Yoda Digital MCP GitLab Server
- < 0.6.0
A vulnerability in GitLab MCP Server versions prior to 0.6.0 allows an AI agent to interact directly with GitLab without authentication. The issue arises because the HTTP transport in 'src/transport.ts' is shipped with no authentication layer and a wildcard 'Access-Control-Allow-Origin: *' on every response. This exposes a stateful, mutation-capable RPC endpoint that uses the operator's GitLab Personal Access Token (PAT) without any inbound credential check. The vulnerability is further exacerbated by the HTTP server binding to '0.0.0.0', exposing the unauthenticated endpoint on all interfaces. As a result, any cross-origin browser context can access the GitLab API tools, including destructive operations, using the operator's PAT.
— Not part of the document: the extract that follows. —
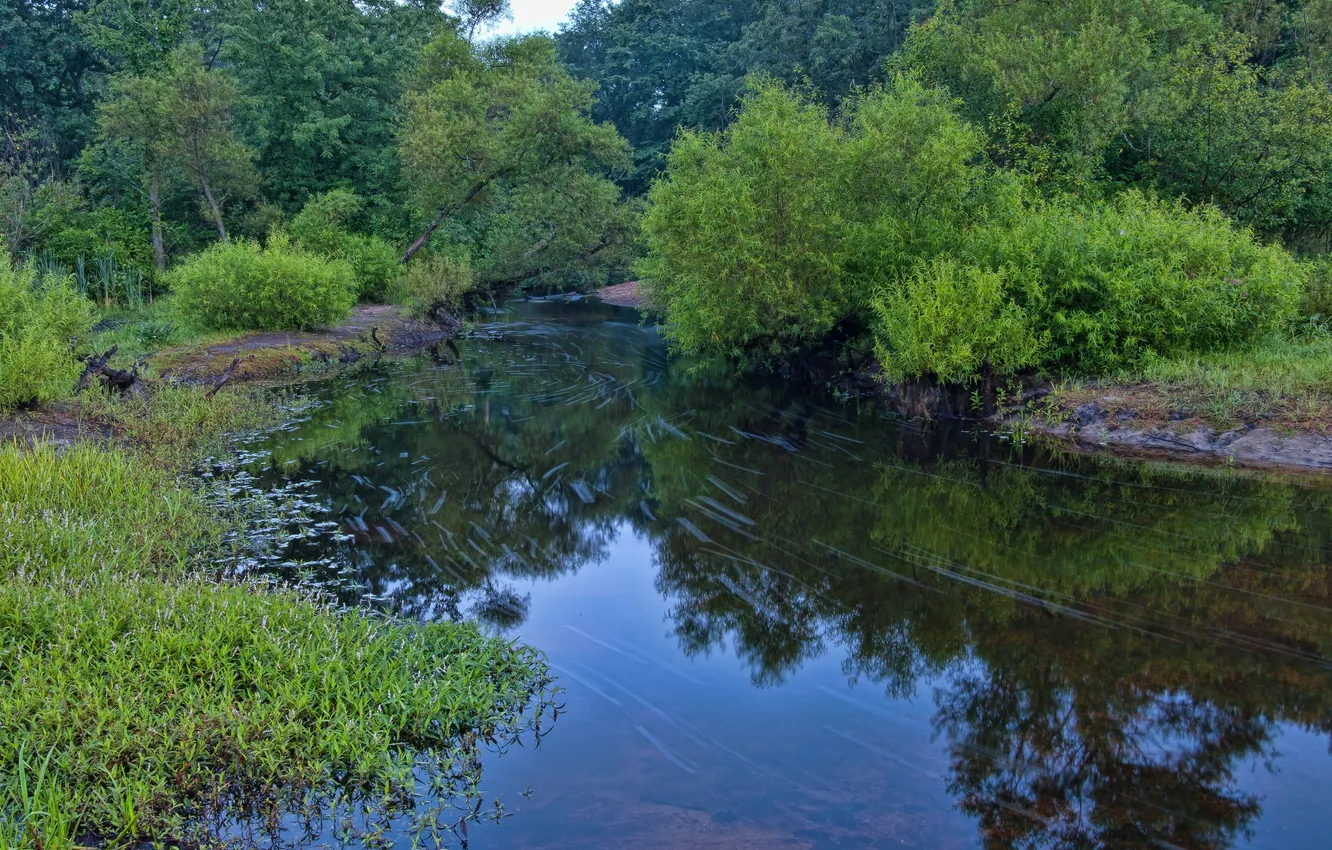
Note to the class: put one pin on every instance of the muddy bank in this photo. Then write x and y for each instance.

Exploitation of this vulnerability allows unauthenticated access to all GitLab tools exposed by the server, using the operator's GitLab Personal Access Token. This includes destructive operations such as deleting repositories or groups, as well as other actions like pushing files or creating merge requests.
To reproduce this vulnerability, set 'USE_SSE=true' and start the GitLab MCP server. The server will listen on all interfaces without authentication, exposing the '/sse' and '/messages?sessionId=<id>' endpoints. The '/sse' endpoint can be accessed to open a server-sent events (SSE) connection, which returns a session endpoint URL. This URL can then be used to send MCP messages to the server, accessing GitLab tools via the operator's PAT. The wildcard CORS allows this exploitation from any cross-origin web page.
Users should update to GitLab MCP Server version 0.6.0 or later, where this vulnerability is fixed.